Sendo uma das poucas artistas britânicas no topo dos charts neste momento, Lipa é uma porta-voz autonomeada para jovens mulheres no Reino Unido e aproveita todos os eventos de oratória para defender a igualdade nas indústrias criativas. No nível básico do que ela faz, Lipa, com a sua autonomia criativa e a sua atitude empática, genuína e sem querer saber do que os outros dizem, está a transformar o papel de uma estrela pop moderna e fazendo com que pareça fácil. "Acho importante fazer as coisas que acreditas", diz. "Fazer parte dessa onda feminista na música sem sequer pensar nisso é algo de que me orgulho, por causa do impacto que tem".


Quando questionada sobre como ela vê o papel da cultura pop mudar com o estado atual do mundo, principalmente entre os jovens, Lipa declara: "Para mim, tudo o que está a acontecer no mundo agora pode ser difícil de digerir às vezes… acho que, com este álbum, eu queria tentar afastar-me do clima político atual. Eu queria fazer música que desviasse as vossas atenções disso." Conclui que, afinal, a música aproveita o poder do escapismo. "Falar sobre injustiças e política, irrita-me e deixa-me perturbada. Eu queria tornar um pouco mais fácil sair da cama e não pensar nas coisas negativas que estão a acontecer no mundo o tempo todo."

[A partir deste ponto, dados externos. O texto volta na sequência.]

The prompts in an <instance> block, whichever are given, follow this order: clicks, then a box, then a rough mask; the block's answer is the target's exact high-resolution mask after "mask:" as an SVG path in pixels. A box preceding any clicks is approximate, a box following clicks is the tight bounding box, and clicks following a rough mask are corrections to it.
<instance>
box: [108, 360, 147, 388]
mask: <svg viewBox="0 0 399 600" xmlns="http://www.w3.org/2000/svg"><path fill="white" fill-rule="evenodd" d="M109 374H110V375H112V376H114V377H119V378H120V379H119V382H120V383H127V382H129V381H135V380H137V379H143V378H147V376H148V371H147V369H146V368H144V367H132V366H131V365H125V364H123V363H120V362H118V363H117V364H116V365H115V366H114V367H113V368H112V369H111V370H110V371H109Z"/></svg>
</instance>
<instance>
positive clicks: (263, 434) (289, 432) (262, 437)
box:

"O mais importante é ser autêntico. É isso que o torna relacionável. Tu nunca sabes qual é a próxima coisa que pode vir a unir as pessoas", diz com um encolher de ombros. "O que é surpreendente é que mais artistas estão a falar sobre coisas importantes. É o máximo que tu podes realmente esperar da cultura pop."